Le calculé unos treinta años, casi veinte menos que yo. Alta, hermosa, caminaba con firmeza, pero en silencio; su pelo castaño claro, suelto, limpio, se movía suavemente al compás de sus pasos. Llevaba un pantalón negro y una blusa azulada; mi mirada se dirigió instintivamente hacia sus nalgas: pensé si eso estaría codificado genéticamente, ya que muchas veces había elucubrado al respecto. Sus piernas largas, ágiles, y sus perfectos muslos me hicieron olvidar mi actitud de disimulo inicial. Visualicé unos pechos redondos, firmes, y un rostro que parecía ensimismado, ausente del entorno que le rodeaba, pero con un gesto de paz y serenidad que llegó a sobrecogerme dado el contrapunto con lo que yo sentía en mi vida cotidiana.
Durante las dos semanas siguientes no dejé de pensar en ella y visité a menudo los alrededores de la biblioteca deseando encontrarla, pero no tuve éxito hasta aquel sábado en que fui a devolver Castellio contra Calvino. Nos volvimos a encontrar en la estantería de los libros de Zweig. Me miró con unos ojos verdes, dulces, y en su boca se apreciaba una sonrisa encantadora.
—Parece que nos gusta el mismo autor —me dijo; la máscara pétrea e inhumana que yo sentía desde hacía tiempo en mi rostro se derrumbó, desapareció.
—Sí, me gusta mucho; además, mi bisabuelo fue amigo suyo —le contesté con voz entrecortada y nerviosa. Mi seguridad, aplomo y rigidez desaparecieron de forma instantánea.
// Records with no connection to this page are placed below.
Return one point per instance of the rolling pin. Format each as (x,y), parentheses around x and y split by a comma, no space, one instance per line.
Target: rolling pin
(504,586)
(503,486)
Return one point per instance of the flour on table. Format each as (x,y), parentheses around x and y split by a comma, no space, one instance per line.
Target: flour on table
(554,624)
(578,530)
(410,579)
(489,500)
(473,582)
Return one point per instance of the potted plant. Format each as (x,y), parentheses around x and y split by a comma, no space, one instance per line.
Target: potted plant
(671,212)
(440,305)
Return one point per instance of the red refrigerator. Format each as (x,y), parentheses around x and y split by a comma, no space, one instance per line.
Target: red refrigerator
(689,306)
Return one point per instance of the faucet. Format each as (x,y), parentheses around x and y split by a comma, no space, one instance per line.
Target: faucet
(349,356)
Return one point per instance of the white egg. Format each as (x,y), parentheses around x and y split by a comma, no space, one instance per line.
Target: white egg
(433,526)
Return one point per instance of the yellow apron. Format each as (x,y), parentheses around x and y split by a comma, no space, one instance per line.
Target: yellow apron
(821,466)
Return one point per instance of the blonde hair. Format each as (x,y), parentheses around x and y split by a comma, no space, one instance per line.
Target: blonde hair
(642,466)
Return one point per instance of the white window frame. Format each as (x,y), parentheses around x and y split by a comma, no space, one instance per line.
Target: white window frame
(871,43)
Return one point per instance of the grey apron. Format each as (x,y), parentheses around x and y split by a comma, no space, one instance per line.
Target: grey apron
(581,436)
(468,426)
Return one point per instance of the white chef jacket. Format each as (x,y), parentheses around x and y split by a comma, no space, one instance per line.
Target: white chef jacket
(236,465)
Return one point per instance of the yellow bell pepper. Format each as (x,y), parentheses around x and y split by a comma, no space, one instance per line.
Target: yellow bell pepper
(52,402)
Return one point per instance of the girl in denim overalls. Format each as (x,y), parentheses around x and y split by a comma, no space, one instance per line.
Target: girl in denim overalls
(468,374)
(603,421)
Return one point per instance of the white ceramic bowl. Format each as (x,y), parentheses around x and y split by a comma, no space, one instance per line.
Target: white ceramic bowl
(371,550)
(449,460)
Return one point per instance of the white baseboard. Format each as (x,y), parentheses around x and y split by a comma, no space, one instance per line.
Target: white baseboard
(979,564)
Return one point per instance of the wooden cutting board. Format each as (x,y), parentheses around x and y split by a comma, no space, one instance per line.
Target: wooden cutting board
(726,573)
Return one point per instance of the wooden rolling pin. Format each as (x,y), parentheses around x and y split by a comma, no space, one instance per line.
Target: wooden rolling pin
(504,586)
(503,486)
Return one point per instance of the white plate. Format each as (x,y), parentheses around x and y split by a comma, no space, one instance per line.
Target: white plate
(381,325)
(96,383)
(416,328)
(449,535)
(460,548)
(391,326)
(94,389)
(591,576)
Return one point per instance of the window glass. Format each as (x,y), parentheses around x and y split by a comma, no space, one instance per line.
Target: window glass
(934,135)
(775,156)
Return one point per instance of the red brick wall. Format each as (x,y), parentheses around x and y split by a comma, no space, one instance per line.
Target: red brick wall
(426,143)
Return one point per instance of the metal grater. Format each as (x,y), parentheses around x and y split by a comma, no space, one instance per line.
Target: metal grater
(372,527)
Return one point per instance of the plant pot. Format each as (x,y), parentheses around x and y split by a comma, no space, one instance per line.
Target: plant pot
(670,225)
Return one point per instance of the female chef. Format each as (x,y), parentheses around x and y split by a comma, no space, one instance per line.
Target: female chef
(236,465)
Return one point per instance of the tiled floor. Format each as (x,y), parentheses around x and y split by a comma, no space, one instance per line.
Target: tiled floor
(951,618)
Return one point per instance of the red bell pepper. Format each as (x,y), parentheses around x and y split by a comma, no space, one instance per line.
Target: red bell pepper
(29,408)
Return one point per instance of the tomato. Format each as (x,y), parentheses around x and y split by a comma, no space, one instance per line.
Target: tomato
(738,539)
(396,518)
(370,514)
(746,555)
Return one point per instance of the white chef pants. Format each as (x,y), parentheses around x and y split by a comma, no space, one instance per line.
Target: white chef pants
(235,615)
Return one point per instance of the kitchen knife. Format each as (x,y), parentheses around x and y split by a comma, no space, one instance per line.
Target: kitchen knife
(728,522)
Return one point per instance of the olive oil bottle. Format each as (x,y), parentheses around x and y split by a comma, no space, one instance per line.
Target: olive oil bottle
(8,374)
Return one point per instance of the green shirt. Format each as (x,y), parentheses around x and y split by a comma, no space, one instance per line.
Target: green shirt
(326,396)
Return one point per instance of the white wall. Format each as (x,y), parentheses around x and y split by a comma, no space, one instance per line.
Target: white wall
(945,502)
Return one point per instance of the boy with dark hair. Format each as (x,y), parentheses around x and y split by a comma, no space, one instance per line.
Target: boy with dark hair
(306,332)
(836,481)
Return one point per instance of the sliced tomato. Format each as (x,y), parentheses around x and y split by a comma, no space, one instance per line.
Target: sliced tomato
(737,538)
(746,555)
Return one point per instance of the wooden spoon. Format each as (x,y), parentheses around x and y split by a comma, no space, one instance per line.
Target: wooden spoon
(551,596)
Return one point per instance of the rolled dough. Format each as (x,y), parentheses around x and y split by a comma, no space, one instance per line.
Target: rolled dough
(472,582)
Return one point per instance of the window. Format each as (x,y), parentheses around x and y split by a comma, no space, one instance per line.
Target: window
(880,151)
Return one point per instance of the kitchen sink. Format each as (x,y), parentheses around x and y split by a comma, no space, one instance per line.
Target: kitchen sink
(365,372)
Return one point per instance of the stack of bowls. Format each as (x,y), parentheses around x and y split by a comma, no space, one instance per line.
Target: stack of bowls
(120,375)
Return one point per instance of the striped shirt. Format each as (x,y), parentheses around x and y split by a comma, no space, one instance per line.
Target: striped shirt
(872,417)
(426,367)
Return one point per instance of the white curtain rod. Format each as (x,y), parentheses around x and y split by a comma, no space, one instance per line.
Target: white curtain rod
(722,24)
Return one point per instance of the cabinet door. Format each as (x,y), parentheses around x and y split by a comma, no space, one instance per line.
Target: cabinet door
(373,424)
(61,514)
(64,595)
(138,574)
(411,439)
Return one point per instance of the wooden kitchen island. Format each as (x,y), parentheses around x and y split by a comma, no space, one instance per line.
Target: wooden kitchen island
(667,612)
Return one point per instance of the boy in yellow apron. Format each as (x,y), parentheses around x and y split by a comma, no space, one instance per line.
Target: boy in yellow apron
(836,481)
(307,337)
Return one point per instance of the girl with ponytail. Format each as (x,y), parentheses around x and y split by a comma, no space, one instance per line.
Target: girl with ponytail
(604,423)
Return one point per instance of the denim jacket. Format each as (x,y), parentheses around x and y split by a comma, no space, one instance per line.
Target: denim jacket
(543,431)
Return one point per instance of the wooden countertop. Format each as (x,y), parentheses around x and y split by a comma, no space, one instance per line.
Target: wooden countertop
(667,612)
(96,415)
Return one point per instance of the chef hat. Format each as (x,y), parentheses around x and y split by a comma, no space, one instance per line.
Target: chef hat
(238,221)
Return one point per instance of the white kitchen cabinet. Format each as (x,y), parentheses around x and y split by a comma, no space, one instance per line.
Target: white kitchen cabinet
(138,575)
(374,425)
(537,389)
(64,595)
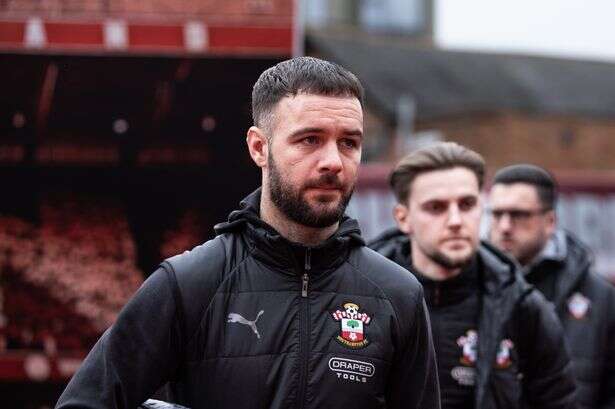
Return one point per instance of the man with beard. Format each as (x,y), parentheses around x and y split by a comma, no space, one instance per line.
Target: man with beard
(522,202)
(499,344)
(286,307)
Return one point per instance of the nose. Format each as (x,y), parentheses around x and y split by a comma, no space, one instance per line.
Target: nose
(330,160)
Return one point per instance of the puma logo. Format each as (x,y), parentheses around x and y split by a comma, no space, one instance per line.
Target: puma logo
(233,317)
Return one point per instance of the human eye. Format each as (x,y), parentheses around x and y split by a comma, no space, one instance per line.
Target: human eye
(520,215)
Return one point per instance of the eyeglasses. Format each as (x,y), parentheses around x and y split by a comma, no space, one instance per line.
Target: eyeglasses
(517,215)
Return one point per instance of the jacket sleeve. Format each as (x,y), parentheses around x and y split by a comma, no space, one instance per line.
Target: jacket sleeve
(607,384)
(413,382)
(548,382)
(134,357)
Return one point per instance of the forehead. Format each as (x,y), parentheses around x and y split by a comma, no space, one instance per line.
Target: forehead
(444,184)
(319,109)
(517,195)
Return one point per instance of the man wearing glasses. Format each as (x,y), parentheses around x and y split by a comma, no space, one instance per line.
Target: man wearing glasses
(522,201)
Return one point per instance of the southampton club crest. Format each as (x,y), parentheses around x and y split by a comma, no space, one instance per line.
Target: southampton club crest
(352,323)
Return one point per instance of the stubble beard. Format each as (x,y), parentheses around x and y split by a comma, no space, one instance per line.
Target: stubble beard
(289,200)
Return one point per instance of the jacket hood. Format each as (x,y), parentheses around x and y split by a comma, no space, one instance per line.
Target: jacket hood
(500,272)
(268,244)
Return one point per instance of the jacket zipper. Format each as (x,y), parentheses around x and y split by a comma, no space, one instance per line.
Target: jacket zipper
(304,337)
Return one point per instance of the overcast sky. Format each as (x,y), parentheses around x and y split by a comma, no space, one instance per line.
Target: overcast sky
(569,28)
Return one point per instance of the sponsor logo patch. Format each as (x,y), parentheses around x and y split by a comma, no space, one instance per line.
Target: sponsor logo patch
(351,370)
(352,326)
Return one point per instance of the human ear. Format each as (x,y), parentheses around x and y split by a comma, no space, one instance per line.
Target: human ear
(401,214)
(550,222)
(258,146)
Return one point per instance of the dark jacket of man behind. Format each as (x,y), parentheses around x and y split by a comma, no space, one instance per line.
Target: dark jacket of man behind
(517,359)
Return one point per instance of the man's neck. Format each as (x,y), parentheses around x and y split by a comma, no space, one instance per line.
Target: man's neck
(430,269)
(293,231)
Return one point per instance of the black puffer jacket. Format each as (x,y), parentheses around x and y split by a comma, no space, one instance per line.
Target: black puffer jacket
(250,320)
(585,304)
(537,374)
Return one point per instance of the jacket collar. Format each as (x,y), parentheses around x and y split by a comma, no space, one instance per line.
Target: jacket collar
(271,247)
(571,265)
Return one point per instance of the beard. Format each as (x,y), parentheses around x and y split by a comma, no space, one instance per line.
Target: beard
(290,201)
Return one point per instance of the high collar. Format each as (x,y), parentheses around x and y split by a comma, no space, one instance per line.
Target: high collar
(268,245)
Cuando salimos de la biblioteca y nos dirigimos al lugar donde habíamos dejado nuestras bicicletas, ya habíamos intercambiado nuestras opiniones sobre las mejores obras de Zweig; seguimos hablando más de una hora en un banco situado a las afueras de la biblioteca donde otrora había existido un jardín. Me volvió a impresionar su aspecto y olor a limpio, y sentí vergüenza de mi cuerpo. Debido a mi coherencia cerril respecto al uso del agua para baño que se imponía en aquellos años, ya casi se me había olvidado lo que era la sensación de frescor y limpieza; y estaba yo allí sentado muy cerca de ella gozando de la proximidad, pero temiendo al mismo tiempo que percibiese el mal olor de mi cuerpo y el de mis ropas.